On Aug 9, 2006, at 8:18 AM, Roch wrote:
So while I'm feeling optimistic :-) we really ought to be able to do this in two I/O operations. If we have, say, 500K of data to write (including all of the metadata), we should be able to allocate a contiguous 500K block on disk and write that with a single operation. Then we update the Uberblock. Hi Anton, Optimistic a little yes. The data block should have aggregated quite well into near recordsize I/Os, are you sure they did not ? No O_DSYNC in here right ?
When I repeated this with just 512K written in 1K chunks via dd, I saw six 16K writes. Those were the largest. The others were around 1K-4K. No O_DSYNC. dd if=/dev/zero of=xyz bs=1k count=512 So some writes are being aggregated, but we're missing a lot.
Once the data blocks are on disk we have the information necessary to update the indirect blocks iteratively up to the ueberblock. Those are the smaller I/Os; I guess that because of ditto blocks they go to physically seperate locations, by design.
We shouldn't have to wait for the data blocks to reach disk, though. We know where they're going in advance. One of the key advantages of the überblock scheme is that we can, in a sense, speculatively write to disk. We don't need the tight ordering that UFS requires to avoid security exposures and allow the file system to be repaired. We can lay out all of the data and metadata, write them all to disk, choose new locations if the writes fail, etc. and not worry about any ordering or state issues, because the on-disk image doesn't change until we commit it. You're right, the ditto block mechanism will mean that some writes will be spread around (at least when using a non-redundant pool like mine), but then we should have at most three writes followed by the überblock update, assuming three degrees of replication.
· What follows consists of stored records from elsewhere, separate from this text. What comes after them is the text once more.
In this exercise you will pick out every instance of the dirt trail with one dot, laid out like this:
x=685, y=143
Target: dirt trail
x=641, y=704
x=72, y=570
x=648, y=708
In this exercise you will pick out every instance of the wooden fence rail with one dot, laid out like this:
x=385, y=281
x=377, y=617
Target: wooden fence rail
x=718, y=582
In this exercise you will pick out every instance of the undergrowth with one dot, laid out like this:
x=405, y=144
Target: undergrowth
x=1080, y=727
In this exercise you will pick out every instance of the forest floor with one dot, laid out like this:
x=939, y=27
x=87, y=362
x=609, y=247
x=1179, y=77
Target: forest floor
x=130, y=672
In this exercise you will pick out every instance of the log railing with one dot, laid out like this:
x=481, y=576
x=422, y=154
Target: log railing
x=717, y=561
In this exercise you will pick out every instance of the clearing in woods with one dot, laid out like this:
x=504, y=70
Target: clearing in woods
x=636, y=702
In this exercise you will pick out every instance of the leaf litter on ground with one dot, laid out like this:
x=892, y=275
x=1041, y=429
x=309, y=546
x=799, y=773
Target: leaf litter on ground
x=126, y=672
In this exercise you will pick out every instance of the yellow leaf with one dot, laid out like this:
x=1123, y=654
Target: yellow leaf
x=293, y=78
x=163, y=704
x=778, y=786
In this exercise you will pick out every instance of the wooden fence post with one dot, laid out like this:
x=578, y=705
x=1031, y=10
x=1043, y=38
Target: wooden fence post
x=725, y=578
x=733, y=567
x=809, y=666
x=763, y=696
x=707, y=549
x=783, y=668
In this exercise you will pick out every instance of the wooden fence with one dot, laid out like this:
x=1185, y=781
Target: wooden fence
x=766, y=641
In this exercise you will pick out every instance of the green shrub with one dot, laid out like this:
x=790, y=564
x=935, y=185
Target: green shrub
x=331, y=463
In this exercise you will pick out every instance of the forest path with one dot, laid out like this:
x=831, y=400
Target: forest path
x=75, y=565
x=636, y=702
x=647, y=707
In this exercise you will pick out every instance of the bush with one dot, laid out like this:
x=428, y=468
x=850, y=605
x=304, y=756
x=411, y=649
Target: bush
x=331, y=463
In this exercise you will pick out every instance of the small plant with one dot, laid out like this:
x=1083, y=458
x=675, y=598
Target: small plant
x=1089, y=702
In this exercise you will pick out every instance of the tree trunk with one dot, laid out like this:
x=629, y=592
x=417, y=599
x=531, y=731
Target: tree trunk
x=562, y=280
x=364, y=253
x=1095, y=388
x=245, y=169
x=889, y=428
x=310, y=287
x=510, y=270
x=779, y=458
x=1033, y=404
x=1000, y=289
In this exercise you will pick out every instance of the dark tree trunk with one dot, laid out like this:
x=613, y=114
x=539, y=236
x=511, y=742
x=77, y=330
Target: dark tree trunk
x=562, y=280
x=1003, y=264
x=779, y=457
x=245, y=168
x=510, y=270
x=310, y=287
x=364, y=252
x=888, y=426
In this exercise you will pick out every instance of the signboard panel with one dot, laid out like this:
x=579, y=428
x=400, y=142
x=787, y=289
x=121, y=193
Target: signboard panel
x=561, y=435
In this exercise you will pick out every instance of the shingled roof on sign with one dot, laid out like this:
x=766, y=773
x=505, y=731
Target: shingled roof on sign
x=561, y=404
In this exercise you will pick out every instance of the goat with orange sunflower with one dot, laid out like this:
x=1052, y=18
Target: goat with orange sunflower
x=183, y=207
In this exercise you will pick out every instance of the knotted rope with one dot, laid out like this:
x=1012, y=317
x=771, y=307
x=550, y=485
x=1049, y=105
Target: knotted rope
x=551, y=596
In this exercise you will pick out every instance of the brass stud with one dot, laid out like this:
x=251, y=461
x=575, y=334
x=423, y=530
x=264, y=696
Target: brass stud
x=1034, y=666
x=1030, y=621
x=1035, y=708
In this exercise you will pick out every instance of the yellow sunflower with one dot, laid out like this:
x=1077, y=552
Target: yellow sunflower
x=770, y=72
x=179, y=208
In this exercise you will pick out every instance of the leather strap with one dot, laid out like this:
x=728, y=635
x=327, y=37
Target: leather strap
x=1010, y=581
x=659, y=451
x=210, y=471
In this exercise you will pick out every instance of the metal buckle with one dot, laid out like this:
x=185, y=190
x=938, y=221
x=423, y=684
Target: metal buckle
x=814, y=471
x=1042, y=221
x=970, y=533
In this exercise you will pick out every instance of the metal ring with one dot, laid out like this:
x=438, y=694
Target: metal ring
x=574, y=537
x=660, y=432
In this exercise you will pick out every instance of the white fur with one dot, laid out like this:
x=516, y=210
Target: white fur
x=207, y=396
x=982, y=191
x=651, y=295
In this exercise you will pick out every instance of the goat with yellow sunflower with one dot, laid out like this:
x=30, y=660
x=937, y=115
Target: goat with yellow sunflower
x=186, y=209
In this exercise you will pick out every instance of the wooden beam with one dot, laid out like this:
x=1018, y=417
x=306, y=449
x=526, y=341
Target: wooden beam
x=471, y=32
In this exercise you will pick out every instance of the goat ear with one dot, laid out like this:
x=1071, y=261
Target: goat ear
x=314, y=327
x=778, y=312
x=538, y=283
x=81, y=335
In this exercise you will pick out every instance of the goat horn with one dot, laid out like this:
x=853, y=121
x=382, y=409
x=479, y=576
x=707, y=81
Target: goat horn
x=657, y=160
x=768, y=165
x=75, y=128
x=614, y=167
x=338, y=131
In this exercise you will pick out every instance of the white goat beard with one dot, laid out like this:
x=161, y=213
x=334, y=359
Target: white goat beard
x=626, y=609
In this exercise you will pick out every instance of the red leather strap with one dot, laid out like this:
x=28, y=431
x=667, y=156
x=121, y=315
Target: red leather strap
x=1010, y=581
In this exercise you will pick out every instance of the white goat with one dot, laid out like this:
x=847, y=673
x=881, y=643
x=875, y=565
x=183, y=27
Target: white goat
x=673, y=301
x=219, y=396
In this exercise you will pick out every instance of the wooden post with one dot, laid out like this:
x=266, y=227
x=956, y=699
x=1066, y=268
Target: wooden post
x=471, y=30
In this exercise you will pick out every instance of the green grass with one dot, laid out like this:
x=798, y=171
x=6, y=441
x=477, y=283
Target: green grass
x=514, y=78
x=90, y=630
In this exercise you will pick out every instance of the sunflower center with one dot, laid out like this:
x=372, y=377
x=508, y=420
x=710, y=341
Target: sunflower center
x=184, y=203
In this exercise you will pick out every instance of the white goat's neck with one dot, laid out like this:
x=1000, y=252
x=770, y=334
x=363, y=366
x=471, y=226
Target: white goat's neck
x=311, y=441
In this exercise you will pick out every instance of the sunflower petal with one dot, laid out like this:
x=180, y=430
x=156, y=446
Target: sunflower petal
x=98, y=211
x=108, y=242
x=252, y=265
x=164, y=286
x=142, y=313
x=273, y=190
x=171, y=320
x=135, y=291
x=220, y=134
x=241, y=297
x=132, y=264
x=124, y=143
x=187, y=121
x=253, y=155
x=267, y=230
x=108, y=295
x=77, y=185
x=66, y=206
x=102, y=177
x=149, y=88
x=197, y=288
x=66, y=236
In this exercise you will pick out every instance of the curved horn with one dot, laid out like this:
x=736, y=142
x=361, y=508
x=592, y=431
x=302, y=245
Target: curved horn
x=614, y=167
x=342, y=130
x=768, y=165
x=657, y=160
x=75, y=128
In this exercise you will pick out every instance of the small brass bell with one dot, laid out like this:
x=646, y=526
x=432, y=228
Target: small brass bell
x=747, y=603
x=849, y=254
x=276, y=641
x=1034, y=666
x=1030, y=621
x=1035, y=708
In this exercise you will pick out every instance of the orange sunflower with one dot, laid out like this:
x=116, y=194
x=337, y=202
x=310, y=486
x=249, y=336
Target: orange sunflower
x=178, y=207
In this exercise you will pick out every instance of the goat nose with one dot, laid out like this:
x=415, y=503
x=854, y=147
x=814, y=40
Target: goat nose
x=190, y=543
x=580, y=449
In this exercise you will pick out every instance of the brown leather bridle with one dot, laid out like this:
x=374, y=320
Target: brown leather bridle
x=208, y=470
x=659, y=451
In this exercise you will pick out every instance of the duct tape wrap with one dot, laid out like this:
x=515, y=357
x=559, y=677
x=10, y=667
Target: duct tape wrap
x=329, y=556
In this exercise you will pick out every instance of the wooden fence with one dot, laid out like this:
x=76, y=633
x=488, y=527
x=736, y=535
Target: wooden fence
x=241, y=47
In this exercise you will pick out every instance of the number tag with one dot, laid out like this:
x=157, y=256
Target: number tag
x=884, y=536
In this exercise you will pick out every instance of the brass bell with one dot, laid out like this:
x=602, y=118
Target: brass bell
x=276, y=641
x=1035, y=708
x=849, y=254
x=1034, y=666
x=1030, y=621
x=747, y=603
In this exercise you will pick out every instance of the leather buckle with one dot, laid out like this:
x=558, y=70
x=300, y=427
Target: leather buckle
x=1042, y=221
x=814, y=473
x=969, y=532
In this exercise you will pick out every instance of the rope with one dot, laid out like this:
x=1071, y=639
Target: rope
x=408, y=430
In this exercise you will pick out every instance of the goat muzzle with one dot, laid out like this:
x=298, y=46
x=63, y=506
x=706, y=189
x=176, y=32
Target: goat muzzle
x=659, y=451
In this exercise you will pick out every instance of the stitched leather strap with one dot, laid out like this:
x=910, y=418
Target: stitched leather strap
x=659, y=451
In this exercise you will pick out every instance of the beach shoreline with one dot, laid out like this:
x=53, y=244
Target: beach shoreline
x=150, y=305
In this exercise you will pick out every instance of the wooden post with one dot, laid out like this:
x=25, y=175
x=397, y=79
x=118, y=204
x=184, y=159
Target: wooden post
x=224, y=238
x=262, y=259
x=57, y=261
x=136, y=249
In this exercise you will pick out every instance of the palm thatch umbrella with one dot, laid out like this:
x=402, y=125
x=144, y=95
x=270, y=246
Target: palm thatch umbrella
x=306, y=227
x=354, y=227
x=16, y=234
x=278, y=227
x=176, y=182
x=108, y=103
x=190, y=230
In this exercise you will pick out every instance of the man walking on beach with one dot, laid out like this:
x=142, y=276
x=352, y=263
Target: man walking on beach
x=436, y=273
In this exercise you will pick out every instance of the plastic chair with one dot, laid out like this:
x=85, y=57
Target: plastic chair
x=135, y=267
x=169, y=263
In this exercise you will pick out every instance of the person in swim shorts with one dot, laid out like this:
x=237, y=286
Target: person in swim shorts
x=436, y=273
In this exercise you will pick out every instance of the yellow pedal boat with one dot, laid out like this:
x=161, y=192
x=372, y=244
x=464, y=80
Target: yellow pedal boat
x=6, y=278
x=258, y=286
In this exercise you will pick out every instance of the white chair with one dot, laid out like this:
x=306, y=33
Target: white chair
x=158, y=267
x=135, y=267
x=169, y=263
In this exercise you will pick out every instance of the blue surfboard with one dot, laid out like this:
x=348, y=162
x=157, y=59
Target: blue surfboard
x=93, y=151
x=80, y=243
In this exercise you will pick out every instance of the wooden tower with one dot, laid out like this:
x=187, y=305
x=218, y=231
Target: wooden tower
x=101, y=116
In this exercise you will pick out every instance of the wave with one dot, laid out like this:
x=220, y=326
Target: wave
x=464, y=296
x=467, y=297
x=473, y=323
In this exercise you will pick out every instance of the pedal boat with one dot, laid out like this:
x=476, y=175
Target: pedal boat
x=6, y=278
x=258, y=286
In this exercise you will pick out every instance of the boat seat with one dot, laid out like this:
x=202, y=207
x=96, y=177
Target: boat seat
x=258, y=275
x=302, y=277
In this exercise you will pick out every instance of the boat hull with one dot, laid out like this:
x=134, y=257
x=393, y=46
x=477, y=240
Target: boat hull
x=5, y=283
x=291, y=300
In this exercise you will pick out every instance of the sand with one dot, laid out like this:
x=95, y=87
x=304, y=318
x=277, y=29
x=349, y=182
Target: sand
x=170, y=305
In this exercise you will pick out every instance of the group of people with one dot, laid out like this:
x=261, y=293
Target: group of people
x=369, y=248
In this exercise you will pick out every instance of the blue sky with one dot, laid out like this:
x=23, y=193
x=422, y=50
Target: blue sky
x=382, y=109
All of these though are normally done asynchronously to applications, unless the disks are flooded.
Which is a good thing (I think they're asynchronous anyway, unless the cache is full).
But I follow you in that, It may be remotely possible to reduce the number of Iterations in the process by assuming that the I/O will all succeed, then if some fails, fix up the consequence and when all done, update the ueberblock. I would not hold my breath quite yet for that.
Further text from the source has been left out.